As a communication student, I don’t have to take a million different calculus courses or organic chemistry. I don’t have to attend three additional labs every week. I don’t have to worry about needing an absurdly high GPA to certify into my major.
That doesn’t mean that I couldn’t do it. I chose not to.
It is not that I wasn’t good at math or science. I genuinely enjoyed those subjects and the challenges they had to offer — I just didn’t see myself doing it for the rest of my life.
My skill set and my interests align with a career in communication, but that doesn’t make my degree or my time in university any less valuable.
As communication students, we do have challenging course material.
Often, when expressing worry or stress over my academics, I am met with comments like:
“Oh yeah, you should try being a [insert different major here] major. We have it the worst!" or “Oh come on, it is only Com!”
The truth is, communication, especially at Washington State University, is full of challenges. If you don’t believe me — ask someone about Com 300. We nurture a different set of skills, but they are still valuable.
In communication, writing is king. Your writing establishes your credibility. Learning how to write using associated press is not as easy as it sounds, and the rules are always changing. There is no room for mistakes in our work because it is sent out to the public.
Last semester, I failed a paper because of a missed apostrophe. Is that too harsh? I don’t think so. This is what we will be doing for a living, so we need to become professionals.
We need to know how to write, and we need to know how to conduct research. Research is a key to many branches of communication.
In public relations, both formal and informal research is conducted to inform strategic planning. We are required to study quantitative research methods and how they can be applied in our careers. We learn how to carry out a study and compile data. Then we learn how to take data, analyze it, and then turn that information into action.
We use our research to measure public attitude and predict reactions to content. We use critical thinking and our knowledge to ensure the message that a company is sending out is received as intended.
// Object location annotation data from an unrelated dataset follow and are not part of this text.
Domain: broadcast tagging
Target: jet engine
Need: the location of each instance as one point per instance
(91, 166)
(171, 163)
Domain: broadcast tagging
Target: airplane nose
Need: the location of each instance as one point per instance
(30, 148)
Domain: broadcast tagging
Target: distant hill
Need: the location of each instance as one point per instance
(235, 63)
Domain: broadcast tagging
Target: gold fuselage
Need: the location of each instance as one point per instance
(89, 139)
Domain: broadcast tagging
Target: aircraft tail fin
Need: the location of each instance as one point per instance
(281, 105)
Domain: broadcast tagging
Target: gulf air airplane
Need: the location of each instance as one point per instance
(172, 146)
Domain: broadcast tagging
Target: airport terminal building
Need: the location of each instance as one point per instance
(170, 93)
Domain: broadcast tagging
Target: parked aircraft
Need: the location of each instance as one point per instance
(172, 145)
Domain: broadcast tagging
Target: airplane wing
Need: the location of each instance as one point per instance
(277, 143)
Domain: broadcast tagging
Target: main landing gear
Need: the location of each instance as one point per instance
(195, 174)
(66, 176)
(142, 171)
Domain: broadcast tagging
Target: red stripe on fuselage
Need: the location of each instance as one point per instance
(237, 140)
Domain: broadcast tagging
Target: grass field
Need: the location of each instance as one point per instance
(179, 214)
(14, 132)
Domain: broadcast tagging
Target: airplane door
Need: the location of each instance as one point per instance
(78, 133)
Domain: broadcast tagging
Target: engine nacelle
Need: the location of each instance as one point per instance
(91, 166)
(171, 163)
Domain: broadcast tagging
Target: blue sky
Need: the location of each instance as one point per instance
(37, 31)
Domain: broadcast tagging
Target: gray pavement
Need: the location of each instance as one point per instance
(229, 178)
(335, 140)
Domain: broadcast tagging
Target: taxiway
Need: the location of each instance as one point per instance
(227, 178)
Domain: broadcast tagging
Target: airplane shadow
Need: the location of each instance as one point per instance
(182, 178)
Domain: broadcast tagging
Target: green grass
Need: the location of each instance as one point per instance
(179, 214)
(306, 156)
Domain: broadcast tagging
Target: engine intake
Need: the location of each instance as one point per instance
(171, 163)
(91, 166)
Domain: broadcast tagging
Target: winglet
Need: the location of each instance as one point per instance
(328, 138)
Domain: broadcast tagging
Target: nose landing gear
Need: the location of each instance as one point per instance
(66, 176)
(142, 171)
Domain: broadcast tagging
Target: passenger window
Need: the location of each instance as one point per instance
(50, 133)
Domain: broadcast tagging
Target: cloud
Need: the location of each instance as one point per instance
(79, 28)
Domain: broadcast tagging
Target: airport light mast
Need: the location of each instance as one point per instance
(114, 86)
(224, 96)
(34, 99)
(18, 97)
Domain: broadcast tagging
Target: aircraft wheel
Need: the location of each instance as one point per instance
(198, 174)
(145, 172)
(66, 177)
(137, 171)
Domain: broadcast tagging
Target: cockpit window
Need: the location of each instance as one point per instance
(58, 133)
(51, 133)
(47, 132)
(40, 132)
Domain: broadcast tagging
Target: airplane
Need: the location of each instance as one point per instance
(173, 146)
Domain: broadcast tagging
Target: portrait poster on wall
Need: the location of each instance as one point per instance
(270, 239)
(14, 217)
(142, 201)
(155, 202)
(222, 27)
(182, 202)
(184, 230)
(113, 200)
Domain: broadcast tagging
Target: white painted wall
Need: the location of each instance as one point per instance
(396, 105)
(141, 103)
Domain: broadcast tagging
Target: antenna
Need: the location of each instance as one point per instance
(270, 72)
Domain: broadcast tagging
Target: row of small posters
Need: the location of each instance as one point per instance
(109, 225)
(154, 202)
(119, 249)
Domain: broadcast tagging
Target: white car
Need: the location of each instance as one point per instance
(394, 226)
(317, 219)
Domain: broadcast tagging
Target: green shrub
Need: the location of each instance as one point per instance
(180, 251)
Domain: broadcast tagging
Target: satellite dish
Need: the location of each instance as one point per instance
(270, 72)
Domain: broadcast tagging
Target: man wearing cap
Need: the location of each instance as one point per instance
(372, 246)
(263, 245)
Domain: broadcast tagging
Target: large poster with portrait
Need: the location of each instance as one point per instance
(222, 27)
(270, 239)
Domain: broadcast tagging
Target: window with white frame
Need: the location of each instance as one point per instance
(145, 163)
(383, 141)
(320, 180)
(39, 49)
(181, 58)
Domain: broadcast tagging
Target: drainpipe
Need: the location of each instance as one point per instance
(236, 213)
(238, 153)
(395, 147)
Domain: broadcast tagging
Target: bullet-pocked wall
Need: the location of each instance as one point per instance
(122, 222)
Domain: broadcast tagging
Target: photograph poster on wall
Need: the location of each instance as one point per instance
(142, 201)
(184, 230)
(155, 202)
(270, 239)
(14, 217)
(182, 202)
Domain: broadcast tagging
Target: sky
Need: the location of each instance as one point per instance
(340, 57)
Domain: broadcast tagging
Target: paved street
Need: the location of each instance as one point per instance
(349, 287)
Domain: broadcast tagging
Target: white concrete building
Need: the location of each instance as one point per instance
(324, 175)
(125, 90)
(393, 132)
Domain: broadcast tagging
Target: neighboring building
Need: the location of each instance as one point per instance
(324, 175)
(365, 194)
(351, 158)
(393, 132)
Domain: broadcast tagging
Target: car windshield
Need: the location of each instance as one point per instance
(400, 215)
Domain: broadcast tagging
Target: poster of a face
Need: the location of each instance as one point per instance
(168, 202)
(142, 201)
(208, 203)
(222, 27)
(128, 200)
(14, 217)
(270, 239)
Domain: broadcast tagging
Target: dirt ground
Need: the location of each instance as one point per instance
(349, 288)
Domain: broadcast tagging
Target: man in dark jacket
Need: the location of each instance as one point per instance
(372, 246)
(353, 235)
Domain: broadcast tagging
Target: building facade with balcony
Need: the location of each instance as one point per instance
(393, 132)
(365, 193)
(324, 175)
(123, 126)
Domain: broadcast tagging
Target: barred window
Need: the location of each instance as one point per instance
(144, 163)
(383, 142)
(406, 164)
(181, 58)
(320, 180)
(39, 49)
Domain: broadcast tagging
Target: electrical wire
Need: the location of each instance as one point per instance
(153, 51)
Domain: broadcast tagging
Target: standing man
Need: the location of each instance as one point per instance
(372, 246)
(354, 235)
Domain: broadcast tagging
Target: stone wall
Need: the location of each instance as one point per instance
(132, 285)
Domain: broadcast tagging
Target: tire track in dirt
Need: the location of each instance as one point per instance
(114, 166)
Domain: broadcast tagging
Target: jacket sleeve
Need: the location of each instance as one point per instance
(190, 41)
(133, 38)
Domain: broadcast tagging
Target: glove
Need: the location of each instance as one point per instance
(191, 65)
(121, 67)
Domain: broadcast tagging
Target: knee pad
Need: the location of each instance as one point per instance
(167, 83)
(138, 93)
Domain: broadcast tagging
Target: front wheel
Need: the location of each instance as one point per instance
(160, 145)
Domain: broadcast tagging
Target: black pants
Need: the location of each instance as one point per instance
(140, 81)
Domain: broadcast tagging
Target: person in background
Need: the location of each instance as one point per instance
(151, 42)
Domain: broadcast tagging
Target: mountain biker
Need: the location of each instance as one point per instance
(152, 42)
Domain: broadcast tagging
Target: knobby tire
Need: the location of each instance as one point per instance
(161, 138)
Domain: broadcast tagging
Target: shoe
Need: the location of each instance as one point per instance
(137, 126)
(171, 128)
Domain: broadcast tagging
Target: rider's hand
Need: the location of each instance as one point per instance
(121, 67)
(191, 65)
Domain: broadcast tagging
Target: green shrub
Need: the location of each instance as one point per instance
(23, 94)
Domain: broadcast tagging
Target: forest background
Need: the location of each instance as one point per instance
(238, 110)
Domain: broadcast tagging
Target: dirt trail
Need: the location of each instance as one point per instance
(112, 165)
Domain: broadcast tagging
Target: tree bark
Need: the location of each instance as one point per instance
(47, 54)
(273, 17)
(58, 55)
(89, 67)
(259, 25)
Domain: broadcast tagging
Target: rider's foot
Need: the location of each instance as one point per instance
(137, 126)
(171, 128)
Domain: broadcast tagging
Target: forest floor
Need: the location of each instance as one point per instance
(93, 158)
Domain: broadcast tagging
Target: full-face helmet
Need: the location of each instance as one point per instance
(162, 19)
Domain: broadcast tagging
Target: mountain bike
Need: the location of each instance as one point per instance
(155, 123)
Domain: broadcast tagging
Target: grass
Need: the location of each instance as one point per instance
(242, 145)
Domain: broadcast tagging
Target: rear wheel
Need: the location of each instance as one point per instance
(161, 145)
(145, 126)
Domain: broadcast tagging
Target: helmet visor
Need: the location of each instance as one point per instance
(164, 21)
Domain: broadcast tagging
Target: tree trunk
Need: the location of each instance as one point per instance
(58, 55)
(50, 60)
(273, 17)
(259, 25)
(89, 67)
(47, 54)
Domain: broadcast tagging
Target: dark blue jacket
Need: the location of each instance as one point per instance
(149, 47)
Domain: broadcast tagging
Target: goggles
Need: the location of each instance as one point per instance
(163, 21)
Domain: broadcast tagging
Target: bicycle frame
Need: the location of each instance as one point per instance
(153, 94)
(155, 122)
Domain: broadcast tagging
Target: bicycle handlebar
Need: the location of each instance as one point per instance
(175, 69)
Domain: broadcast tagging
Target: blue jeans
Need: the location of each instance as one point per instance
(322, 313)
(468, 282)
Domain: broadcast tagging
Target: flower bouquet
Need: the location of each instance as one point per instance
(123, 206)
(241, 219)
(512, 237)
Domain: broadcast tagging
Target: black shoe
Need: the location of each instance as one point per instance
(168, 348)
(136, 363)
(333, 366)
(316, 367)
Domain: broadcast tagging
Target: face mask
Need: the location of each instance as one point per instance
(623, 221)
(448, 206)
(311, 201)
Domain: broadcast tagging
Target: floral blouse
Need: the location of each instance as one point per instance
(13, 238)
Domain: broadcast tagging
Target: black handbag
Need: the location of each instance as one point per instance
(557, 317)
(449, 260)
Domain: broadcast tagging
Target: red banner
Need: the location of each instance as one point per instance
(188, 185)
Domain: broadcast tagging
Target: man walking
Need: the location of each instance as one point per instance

We learn the pros and cons of all types of research, so we can judge which will be the best fit for our clients and their objectives.
We do much of the same things as students in the STEM field. It is just on different subject matter and has different applications
I repeat: I nurture a different set of skills, but they are still valuable.
I am not trying to prove that communication is king of all majors or fields to be working in, and I am not trying to downplay the hard work that students and professionals in the STEM fields do. What I am trying to make everyone see, is that every path has its merits and every path can cross at one point or another.
At the end of the day, we all need each other to do our future jobs. Who knows, maybe someone like me could help you find the best way to present your future findings or will be reporting on it.